— Что? Правда? Почему? Почему ты так говоришь? Откуда ты знаешь?
— Он продаст. Я просто знаю. Тебе это — нравится, Джейми? Я тебе не — мешаю, а?
Джейми взглянул на ее руку, неподвижно лежащую на его бедре: вероятно, она сейчас об этом говорила.
— Нет, я — да. Да, хорошо. Совсем не мешает. Ну — в некотором смысле мешает, конечно…
А потом он просто рухнул на нее: боже, о боже — он просто не мог удержаться. Он держал ее — Иисусе, ее прекрасное, прекрасное лицо, он держал его в ладонях и страстно пил сладость ее губ — а когда она вздохнула, совсем чуть-чуть, в его крови загорелся пожар, подобного которому он не мог вспомнить, наполнил его силой и дрожью. Ее прохладные пальцы ласкали его загривок — острые ноготки теребили его волосы, и кожа его горела и пульсировала.
— Фрэнки!.. — выпалил он — и то, как ее сливочные плечи сбежали вниз и превратились в груди, пока его расплавленные руки шли рябью по всему ее телу… — По-моему, ты просто, ох — совершенна — совершенна — совершенна!..
— Осторожнее… — выдохнула Фрэнки — и бульканье застряло где-то в глубине ее горла, а сверкающие глаза ее прыгали и танцевали перед ним. — Ты такой… колючий, Джейми…
— Прости — прости — о боже, дай мне подержать тебя — почувствовать тебя, Фрэнки!..
— Мне нравится, — прошептала она. — Мне нравится, Джейми… щетина…
И теперь она вела его ладонь по гладкому своему колену в темные, разбухшие тайны. Потом замерла — остановилась (он испугался), а потом продолжила путь, до самого конца, где жар был просто нестерпим, и накрыла его ладонь своей, так нежно, и его пальцы усталым и благодарным чудовищем улеглись в мягких и влажных глубинах и складках. А потом.

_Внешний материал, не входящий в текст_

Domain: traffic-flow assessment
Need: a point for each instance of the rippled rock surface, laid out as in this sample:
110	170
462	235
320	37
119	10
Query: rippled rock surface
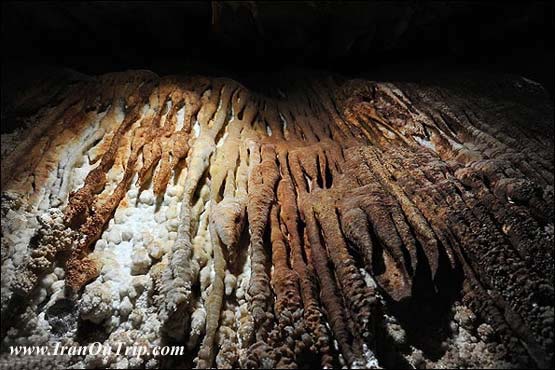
327	223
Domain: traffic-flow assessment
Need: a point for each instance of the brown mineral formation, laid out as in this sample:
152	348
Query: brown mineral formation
335	223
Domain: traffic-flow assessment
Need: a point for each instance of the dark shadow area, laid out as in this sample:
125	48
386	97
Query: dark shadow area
250	41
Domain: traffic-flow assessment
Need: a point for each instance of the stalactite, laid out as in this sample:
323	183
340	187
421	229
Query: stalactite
337	223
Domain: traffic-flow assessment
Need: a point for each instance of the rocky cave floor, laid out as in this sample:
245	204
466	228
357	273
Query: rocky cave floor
326	223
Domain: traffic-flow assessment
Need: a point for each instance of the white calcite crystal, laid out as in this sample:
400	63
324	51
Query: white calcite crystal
333	224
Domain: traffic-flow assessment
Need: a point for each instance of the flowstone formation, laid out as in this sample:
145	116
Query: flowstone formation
329	223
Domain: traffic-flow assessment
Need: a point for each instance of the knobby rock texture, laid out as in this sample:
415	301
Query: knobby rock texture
325	223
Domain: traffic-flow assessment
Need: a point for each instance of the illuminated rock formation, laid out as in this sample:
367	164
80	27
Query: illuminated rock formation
334	223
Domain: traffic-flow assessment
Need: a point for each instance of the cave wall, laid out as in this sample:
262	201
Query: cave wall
329	222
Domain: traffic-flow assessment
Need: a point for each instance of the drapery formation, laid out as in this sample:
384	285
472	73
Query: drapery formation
333	223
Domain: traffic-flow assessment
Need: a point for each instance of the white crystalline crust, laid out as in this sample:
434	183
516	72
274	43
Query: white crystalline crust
263	233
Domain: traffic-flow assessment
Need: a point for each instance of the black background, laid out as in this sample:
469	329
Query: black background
380	40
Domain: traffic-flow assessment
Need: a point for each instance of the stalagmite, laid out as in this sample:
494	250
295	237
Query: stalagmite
328	223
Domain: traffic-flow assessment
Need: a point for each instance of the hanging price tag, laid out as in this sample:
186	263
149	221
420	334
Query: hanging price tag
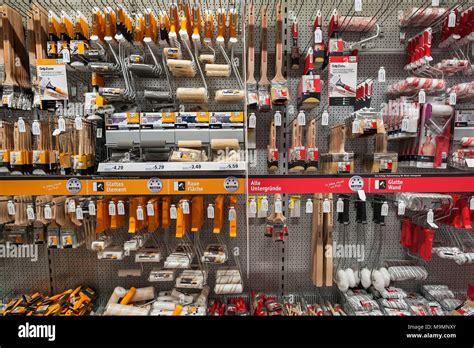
340	206
325	118
264	205
71	206
91	208
401	208
21	125
326	206
301	119
452	98
452	20
150	210
277	118
405	124
61	124
140	215
112	209
120	208
47	212
79	213
30	213
278	206
185	207
232	214
252	121
318	35
422	97
253	206
35	128
210	211
173	212
355	127
11	208
381	75
78	123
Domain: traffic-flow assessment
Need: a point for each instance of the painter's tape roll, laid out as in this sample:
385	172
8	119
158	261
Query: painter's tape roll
441	110
118	293
122	310
144	294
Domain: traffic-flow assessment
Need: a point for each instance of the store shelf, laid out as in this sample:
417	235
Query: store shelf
120	168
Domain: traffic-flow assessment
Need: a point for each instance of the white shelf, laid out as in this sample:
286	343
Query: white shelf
159	167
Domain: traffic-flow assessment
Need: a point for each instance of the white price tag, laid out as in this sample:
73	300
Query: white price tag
210	211
30	213
11	208
91	208
277	118
150	210
185	207
264	205
381	75
253	206
405	124
340	206
318	35
401	208
120	208
140	215
278	206
78	123
112	209
325	118
252	121
35	128
422	97
79	213
21	125
232	214
61	124
452	98
452	20
173	212
71	206
326	206
301	119
355	127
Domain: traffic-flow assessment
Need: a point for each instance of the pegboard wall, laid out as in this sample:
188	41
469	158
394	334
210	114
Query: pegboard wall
273	267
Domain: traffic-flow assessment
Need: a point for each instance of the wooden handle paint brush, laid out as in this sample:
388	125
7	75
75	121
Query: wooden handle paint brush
264	98
252	96
279	92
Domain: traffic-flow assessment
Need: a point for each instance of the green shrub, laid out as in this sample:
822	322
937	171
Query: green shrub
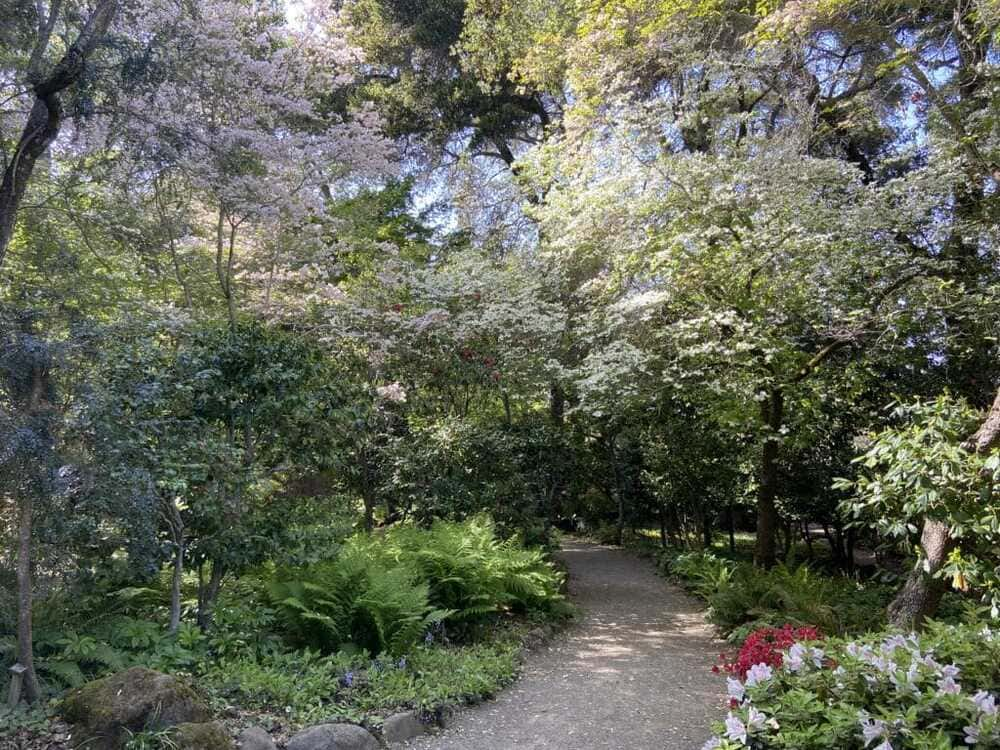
702	572
742	597
471	572
356	602
931	692
305	687
384	593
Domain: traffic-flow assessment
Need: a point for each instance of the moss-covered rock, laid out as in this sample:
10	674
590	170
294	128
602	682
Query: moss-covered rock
104	712
205	736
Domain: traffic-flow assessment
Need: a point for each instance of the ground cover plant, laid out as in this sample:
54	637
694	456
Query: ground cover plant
295	295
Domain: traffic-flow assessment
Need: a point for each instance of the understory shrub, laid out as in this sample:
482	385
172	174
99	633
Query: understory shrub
933	691
305	687
743	598
386	593
767	646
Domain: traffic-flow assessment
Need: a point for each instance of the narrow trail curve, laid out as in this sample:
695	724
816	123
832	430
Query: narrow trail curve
634	673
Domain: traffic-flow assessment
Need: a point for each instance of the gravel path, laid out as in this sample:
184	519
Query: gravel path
633	674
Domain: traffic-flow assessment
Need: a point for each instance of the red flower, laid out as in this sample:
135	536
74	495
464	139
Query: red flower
765	646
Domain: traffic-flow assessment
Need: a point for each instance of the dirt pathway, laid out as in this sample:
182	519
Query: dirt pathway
634	674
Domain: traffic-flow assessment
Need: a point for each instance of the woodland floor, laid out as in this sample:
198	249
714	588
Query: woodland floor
633	674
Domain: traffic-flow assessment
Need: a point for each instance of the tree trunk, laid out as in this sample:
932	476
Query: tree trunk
45	118
921	594
208	594
175	587
772	413
807	536
706	529
25	637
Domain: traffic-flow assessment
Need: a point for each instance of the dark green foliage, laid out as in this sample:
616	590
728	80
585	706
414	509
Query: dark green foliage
742	597
385	593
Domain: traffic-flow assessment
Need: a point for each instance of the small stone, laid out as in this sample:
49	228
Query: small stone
403	727
446	716
255	738
209	735
104	712
334	737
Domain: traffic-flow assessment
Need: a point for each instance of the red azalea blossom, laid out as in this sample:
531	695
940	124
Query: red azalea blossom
765	646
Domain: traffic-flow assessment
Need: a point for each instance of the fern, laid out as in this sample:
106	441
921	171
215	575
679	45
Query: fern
384	593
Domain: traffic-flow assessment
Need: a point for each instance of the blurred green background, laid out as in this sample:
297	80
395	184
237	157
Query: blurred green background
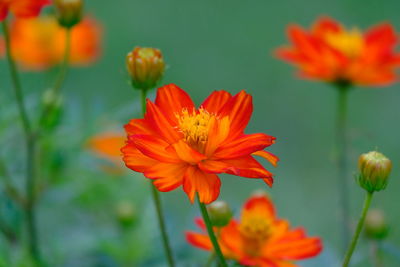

Он ощутил иное тепло — оно распустилось навстречу ему, пальцы его ласкали округлую, растущую, тугую, гладкую как шелк, выпуклость, а сам он искал, томился по свету в ее глазах, и в головокружении не находил их, и тяжело дышал, ибо сердце его яростно трепыхалось и пыталось остановиться, но наконец он нашел ее лицо, и крошечные искорки страха, мерцавшие в ее глазах, легко растаяли от жара, когда Джейми и Фрэнки оба поняли, что это было хорошо, о да, очень хорошо… нет, больше, думал Джейми — это не просто хорошо, только и смог подумать Джейми, прежде чем почти потерять сознание… это… это само совершенство.
Позже они целовали и облизывали пальцы друг друга; потом снова мягко слились губами. Джейми медленно оторвался от нее, тряс головой в радостном недоверии. Разум его словно заново настроили, возродили эти возникшие из потрясающе полного и всецелого откровения иглы (они словно тянутся к каждой моей клетке — и прорастают, да; они прорастают). Иисусе, кто бы мог подумать, что Фрэнки? Ну а я — я бы никогда не полез в такие: для меня это темный лес. Малейший всхлип намека я немедленно отмел бы как бездумную судорогу, которой, умоляю тебя, господи, он наверняка должен быть. Мне надо подумать — немного подумать об этом; но, знаете, не слишком долго.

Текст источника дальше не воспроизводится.